En effet, suite à la plainte contre X déposée par la Ligue des droits de l’homme (LDH) pour « collecte et traitement de données à caractère personnel faisant apparaître les origines raciales ou ethniques » et « discrimination ».

Confiées à la brigade de répression de la délinquance contre la personne, les motifs de ces investigations sont « collecte de données à caractère personnel par un moyen frauduleux, déloyal ou illicite » ainsi que pour « discrimination fondée sur l’origine, l’ethnie ou la nationalité ».

Cette affaire fait suite aux révélations du collectif de médias européens, notamment l’émission « Envoyé spécial ».

Au cours d’une émission diffusée début novembre, les journalistes font état de formulaires du PSG « avec des contenus illégaux », avec des informations sur les origines de joueurs.
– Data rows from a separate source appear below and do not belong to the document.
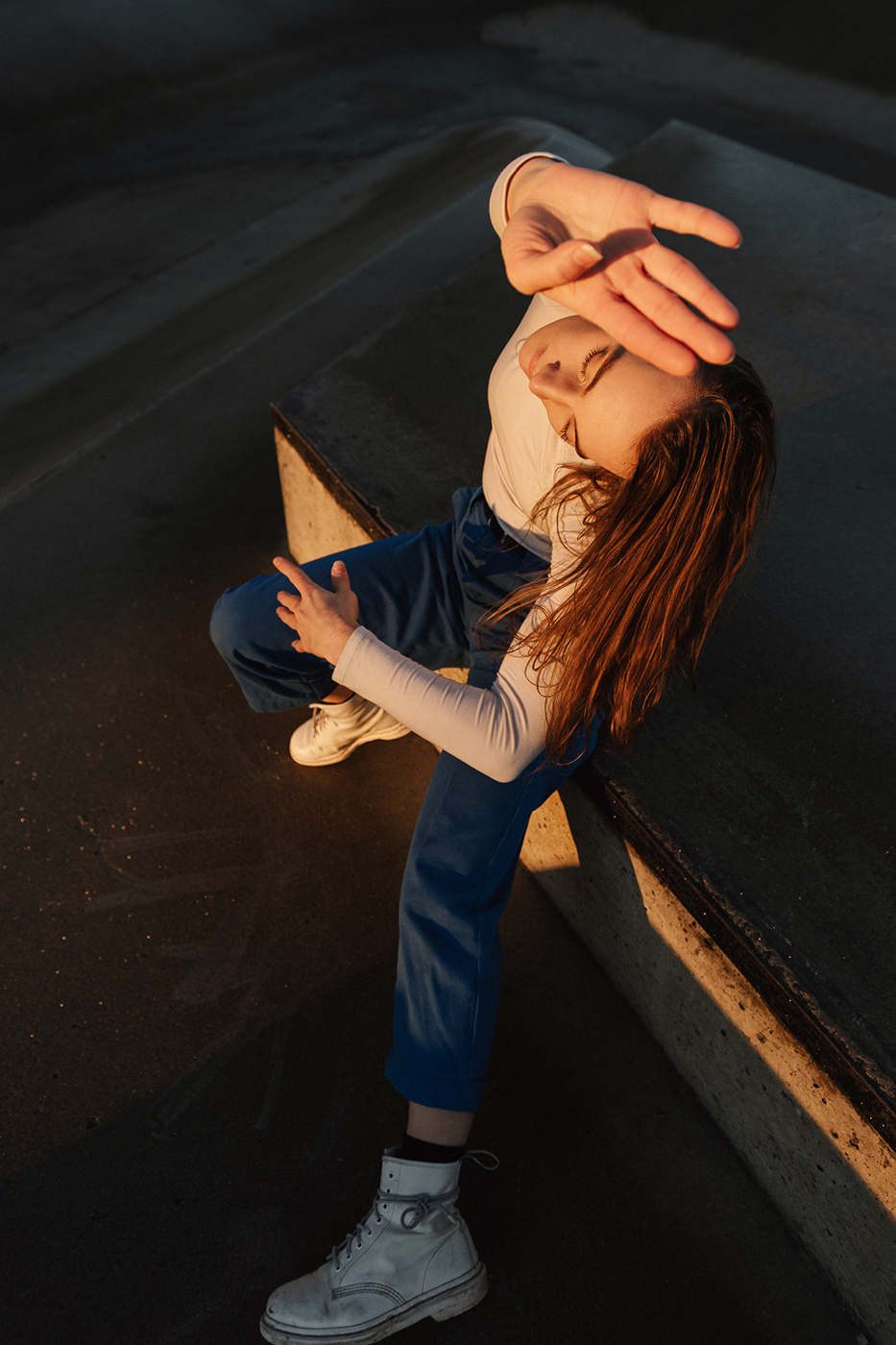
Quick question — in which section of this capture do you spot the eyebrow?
[581,346,625,397]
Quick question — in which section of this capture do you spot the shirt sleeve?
[489,149,569,238]
[333,613,545,783]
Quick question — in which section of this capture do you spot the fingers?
[504,238,601,295]
[650,192,741,248]
[613,272,735,364]
[642,243,739,329]
[273,555,318,595]
[586,295,697,378]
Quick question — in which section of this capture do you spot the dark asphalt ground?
[0,12,857,1345]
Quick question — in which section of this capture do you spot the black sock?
[399,1134,467,1163]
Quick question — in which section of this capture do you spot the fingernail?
[573,243,601,266]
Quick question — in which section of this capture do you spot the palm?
[502,165,739,376]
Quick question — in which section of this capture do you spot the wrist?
[504,158,569,219]
[320,620,360,667]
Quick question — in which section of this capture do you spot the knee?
[208,579,269,659]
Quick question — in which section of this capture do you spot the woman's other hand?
[500,159,739,377]
[275,555,358,666]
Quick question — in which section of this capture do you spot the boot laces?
[329,1149,497,1270]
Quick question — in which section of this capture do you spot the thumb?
[329,561,351,593]
[507,238,603,295]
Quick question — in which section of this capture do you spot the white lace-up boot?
[261,1149,497,1345]
[289,694,410,766]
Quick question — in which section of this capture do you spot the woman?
[206,156,774,1345]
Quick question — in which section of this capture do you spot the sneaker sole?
[289,723,410,766]
[254,1261,489,1345]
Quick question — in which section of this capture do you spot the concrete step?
[275,122,896,1345]
[0,118,608,501]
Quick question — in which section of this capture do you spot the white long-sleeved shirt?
[333,155,581,781]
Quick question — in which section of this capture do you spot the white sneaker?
[261,1150,496,1345]
[289,694,410,766]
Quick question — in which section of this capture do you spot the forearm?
[333,628,545,783]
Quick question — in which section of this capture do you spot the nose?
[529,359,574,403]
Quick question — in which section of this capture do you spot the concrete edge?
[0,117,611,507]
[522,776,896,1345]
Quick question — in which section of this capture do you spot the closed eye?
[578,346,610,378]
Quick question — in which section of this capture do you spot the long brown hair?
[487,357,775,761]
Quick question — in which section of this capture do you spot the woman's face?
[518,317,692,477]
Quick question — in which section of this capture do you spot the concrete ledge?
[522,774,896,1345]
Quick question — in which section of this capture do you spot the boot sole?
[254,1261,489,1345]
[289,723,410,766]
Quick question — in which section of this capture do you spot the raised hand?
[275,555,358,665]
[500,159,739,376]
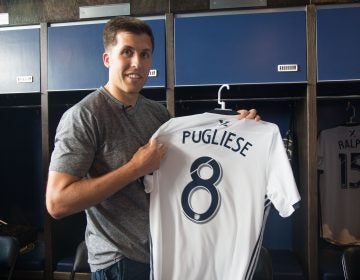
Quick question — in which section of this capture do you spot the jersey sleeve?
[267,126,300,217]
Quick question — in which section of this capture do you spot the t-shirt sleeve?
[267,127,300,217]
[49,107,97,178]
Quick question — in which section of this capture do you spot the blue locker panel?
[316,5,360,81]
[48,19,165,91]
[175,9,307,86]
[0,26,40,93]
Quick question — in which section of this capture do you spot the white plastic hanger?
[218,84,230,110]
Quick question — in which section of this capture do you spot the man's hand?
[237,109,261,121]
[130,139,167,177]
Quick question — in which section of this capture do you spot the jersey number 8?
[181,157,222,223]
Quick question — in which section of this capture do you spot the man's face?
[103,32,152,95]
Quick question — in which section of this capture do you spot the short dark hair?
[103,16,155,51]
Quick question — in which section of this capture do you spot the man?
[46,17,260,279]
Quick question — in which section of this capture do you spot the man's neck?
[104,84,139,107]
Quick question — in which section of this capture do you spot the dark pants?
[91,258,150,280]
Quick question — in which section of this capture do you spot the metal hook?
[218,84,230,110]
[346,101,356,123]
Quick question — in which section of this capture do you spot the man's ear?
[103,52,110,68]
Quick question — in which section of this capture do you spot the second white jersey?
[318,125,360,245]
[145,113,300,280]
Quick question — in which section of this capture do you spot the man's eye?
[123,49,133,57]
[142,52,151,58]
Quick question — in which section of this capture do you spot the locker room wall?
[0,94,44,228]
[1,1,359,279]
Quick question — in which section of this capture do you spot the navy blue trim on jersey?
[245,196,272,280]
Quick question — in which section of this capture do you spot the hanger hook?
[218,84,230,110]
[346,101,356,123]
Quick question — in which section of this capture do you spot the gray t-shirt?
[49,88,170,271]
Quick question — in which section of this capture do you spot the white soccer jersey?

Le club a toutefois reconnu l’existence de ces fichiers, mais le PSG s’est dédouané au détriment de Marc Westerloppe : son « initiative personnelle », alors qu’il occupait le poste de responsable de la « cellule de recrutement du centre de formation, dédiée aux territoires hors Ile-de-France ».

Une enquête interne avait déjà été diligenté en interne entre les mois d’octobre et de novembre.

Selon le PSG, « il n’y a pas eu de cas de discrimination avéré au sein du Paris-Saint-Germain ».